I have several families in the West Virginia area that I connect to either directly or through my ancestors siblings.  People with names like Shawver, Nutter, Amick, Pitsenbarger, & Legg are direct ancestors.   There are numerous families that have intermarried into these families like O’Dell, Stowers, Bailes, Ramsey, Boley, & Burdette and many many others.  They can be very difficult to track because not only do you have those associated names – they have intermarried so often that you will find some strange relationships if you examine it too closely. (See my Blog – He is his own Grandpa)

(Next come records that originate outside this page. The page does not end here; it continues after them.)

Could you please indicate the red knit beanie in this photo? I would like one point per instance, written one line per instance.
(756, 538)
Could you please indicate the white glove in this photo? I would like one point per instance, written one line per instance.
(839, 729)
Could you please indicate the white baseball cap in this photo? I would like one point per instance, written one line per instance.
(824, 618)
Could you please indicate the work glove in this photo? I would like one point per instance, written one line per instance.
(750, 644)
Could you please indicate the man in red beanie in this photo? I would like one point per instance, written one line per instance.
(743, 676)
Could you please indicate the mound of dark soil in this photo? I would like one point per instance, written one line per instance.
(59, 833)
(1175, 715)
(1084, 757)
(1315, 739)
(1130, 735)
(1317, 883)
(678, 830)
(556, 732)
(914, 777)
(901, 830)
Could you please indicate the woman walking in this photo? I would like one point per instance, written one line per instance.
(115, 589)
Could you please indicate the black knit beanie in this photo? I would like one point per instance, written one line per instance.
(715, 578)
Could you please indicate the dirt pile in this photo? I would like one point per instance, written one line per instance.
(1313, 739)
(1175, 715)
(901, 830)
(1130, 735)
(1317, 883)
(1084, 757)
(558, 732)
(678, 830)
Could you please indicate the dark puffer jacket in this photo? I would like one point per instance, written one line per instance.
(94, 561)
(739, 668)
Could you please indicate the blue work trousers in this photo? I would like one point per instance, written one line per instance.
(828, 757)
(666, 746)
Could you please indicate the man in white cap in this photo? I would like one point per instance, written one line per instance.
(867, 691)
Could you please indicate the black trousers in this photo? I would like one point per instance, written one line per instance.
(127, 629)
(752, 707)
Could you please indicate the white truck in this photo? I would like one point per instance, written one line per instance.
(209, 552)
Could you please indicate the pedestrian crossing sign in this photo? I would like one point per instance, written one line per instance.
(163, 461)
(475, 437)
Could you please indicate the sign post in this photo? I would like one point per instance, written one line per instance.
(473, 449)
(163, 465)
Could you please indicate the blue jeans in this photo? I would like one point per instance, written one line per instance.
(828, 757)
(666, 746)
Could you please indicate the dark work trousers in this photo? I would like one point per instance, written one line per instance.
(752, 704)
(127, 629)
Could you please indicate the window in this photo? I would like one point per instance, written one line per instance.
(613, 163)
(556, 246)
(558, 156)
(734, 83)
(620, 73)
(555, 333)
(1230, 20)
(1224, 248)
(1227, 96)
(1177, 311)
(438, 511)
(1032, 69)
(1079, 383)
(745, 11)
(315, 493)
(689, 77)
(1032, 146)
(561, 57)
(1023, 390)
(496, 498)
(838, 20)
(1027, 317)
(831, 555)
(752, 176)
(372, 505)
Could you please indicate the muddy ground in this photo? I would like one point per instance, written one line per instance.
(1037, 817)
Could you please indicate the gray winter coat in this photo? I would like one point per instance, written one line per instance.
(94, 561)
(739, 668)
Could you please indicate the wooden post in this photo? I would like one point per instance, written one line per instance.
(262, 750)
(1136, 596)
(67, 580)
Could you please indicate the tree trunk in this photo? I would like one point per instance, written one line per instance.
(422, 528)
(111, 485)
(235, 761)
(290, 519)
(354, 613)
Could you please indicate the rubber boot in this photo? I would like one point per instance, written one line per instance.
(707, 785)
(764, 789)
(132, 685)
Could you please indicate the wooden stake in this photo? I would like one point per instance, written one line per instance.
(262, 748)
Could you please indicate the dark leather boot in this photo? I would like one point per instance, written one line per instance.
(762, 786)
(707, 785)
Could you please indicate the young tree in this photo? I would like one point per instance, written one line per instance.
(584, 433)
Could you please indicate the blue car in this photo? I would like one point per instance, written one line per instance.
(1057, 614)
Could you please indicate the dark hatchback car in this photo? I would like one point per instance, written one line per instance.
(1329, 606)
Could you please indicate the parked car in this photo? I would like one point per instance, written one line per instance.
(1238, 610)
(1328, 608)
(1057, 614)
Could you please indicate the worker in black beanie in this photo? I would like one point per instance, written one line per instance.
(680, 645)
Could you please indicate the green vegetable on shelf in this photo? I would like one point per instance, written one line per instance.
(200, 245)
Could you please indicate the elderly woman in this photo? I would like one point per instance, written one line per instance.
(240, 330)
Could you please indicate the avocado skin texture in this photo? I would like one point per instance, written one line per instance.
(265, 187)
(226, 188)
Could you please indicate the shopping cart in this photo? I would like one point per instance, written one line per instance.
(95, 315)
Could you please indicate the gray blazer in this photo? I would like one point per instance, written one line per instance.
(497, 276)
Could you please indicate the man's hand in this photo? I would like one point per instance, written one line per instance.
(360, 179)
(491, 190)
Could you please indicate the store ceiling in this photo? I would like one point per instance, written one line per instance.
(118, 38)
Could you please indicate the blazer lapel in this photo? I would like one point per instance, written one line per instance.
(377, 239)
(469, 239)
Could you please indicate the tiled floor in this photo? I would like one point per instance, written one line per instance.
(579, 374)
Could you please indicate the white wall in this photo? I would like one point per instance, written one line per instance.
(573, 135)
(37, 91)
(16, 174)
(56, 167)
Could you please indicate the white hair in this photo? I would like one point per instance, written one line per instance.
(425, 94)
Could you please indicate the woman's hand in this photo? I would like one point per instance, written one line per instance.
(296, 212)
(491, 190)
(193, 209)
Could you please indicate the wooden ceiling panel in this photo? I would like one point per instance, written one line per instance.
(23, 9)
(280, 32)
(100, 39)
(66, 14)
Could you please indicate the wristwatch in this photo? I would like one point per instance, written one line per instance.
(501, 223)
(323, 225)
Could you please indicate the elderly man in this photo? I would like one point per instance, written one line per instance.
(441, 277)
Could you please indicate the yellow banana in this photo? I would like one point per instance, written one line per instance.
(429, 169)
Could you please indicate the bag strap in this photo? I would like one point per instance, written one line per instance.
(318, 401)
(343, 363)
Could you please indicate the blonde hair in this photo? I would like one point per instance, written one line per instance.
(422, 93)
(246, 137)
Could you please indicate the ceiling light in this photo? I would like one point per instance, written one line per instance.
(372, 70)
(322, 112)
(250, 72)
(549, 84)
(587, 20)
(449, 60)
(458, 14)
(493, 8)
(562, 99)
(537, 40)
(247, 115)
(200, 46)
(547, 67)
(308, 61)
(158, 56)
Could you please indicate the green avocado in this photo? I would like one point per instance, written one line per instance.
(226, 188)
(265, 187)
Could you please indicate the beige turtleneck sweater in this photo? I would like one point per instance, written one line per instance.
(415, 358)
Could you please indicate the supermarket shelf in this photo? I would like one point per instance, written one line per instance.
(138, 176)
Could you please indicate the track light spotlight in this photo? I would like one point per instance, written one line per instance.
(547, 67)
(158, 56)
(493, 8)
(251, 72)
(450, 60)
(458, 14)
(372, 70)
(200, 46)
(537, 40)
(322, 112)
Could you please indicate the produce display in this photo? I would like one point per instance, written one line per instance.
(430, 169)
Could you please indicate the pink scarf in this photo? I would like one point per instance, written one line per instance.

The biggest problem with the name Pitsenbarger is the many ways it has been butchered by those spelling it.  The original spelling was probably Pitzenberger and the likelihood is that our ancestor, Abraham Pitzenberger emigrated from Switzerland.  I have seen it spelled Pitsenbarger, Pitsonbarger, Pitsinbarger, Pittsenbarger, Pittsenberger and several other ways that I can’t remember right now.  I think that I have even seen it mixed up with Puffenbarger which is another family entirely.  So when you look the name up in indexes you have to be willing to search several different spellings.  The Soundex system was developed to help index names from the census records – probably because the census takers didn’t spell most of these names correctly.  If you need to check the Soundex code for a name – check out http://resources.rootsweb.ancestry.com/cgi-bin/soundexconverter

I was fortunate that I had a piece of paper that had my great grandmother’s family written out.  I knew from the start that her mother was Frankie Pitzenbarger and the rest of the line back to Abraham Pitzenberger – the immigrant ancestor.  One of the most curious things was that Frankie’s mother’s name was Mary “Polly” Amick and her father’s mother’s name was Elizabeth Amick.  I thought that they must be connected somehow.  They lived in the same area and even though there were a lot of Amicks there must be a connection.  It took me about six months but I finally figured out that William Pitsenbarger and Mary “Polly” Amick were 1st cousins.  Mary Amick’s father,  Jacob Amick and William Pitsenbarger’s mother Elizabeth were siblings.  They were both the children of Henry Amick, Jr. and Elizabeth Barbara Niemand.    Now this might be common in West Virginia in the mid 1800’s – but it still makes me a bit uncomfortable.  I have taken great delight in teasing some of my young cousins about the relationship…because I ‘m not sure they knew how common that situation was.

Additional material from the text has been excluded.